For a CICS region that is shut down, restart it to cause CICS to retry automatically any pending units of work.

Note: Ensure that you issue any CICS commands, or restart a CICS region, before you restore the most recent backup, otherwise CICS performs recovery processing against the restored data set, which you do not want.

In the event of a failed forward recovery of a data set, use the following procedure:

Tidy up any outstanding CICS recovery work, as follows:
1. Make sure that any CICS regions that are not running, and which could have updated the data set, are restarted to enable emergency restart processing to drive outstanding backouts.
2. Using information returned from the INQUIRE UOWDSNFAIL command issued in each CICS region that uses the data set, compile a list of all shunted UOWs that hold locks on the data set.
3. If there are shunted indoubt units of work, try to resolve the in-doubts before proceeding to the next step. This is because the indoubt units of work might have updated resources other than the failed data set, and you don’t want to corrupt these other resources.
  If the resolution of an indoubt unit of work results in backout, this will fail for the data set that is being restored, because it is still in a recovery-required state. The (later) step to reset locks for backout-failed UOWs allows you to tidy up any such backout failures that are generated by the resolution of in-doubts.
4. In all CICS regions that could have updated the failed data set:
  1. Force shunted indoubt units of work using SET DSNAME(…) UOWACTION(COMMIT | BACKOUT | FORCE).
    Before issuing the next command, wait until the SET DSNAME(…) UOWACTION has completed against all shunted indoubt units of work.
    
    If the UOWACTION command for an indoubt unit of work results in backout, this will fail for the data set that is being restored, because it is still in a recovery-required state. The (next) step to reset locks for backout-failed UOWs allows you to tidy up any such backout failures that are generated by the resolution of in-doubts.
  2. Reset locks for backout-failed units of work using SET DSNAME(…) RESETLOCKS.
    Do not issue this command until the previous UOWACTION command has completed. RESETLOCKS operates only on backout-failed units of work, and does not affect units of work that are in the process of being backed out. If you issue RESETLOCKS too soon, and shunted indoubt units of work fail during backout, the data set is left with recovery work pending.
  The DFH0BAT3 sample program provides an example of how you can do this.
  
  There should not now be any shunted units of work on any CICS region with locks on the data set.
When you are sure that all CICS regions have completed any recovery work for the data set, delete the unbound locks using SHCDS FRDELETEUNBOUNDLOCKS.
Note: It is very important to enter this command (and the following SHCDS FRRESETRR) at this stage in the procedure. If you do not, and the failed data set was in a lost locks condition, the data set remains in a lost locks condition unless you perform a cold start of all CICS regions which have accessed it. If you mistakenly issued this command before step 1 of the procedure, then the problem concerning lost locks still arises even if you issue the command again at this stage.
Allow access to the data set again using SHCDS FRRESETRR (even if you use CICS VSAM Recovery for z/OS®, you have to allow access manually if you have abandoned the forward recovery).
Finally, restore the backup copy from which you intend to work.

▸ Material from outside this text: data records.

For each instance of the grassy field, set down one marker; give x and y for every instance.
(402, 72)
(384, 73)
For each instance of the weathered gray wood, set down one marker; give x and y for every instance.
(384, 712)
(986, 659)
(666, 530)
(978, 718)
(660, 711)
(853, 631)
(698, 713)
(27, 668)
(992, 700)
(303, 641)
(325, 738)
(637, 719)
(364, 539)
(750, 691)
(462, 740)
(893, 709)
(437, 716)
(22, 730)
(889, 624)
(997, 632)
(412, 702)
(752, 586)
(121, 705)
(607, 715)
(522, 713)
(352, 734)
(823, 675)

If the restored data set is eligible for backup-while-open (BWO) processing, you might need to reset the BWO attributes of the data set in the ICF catalog. This is because the failed forward recovery may have left the data set in a ‘recovery-in-progress’ state. You can do this using the CEMT, or EXEC CICS, SET DSNAME RECOVERED command.

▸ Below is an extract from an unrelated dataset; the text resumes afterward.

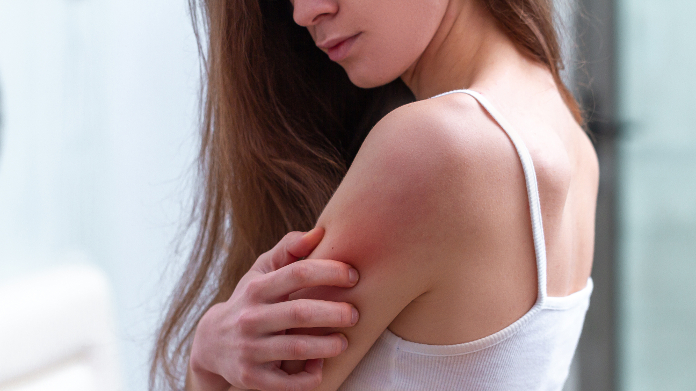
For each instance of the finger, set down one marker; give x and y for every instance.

If you do not follow this sequence of operations, the restored backup could be corrupted by CICS backout operations.

All the parts of step 1 of the previous procedure can also be appropriate in similar situations where you do not want CICS to perform pending backouts. An example of this might be before you convert an RLS SMS-managed data set to non-SMS when it has retained locks, because the locks will be lost.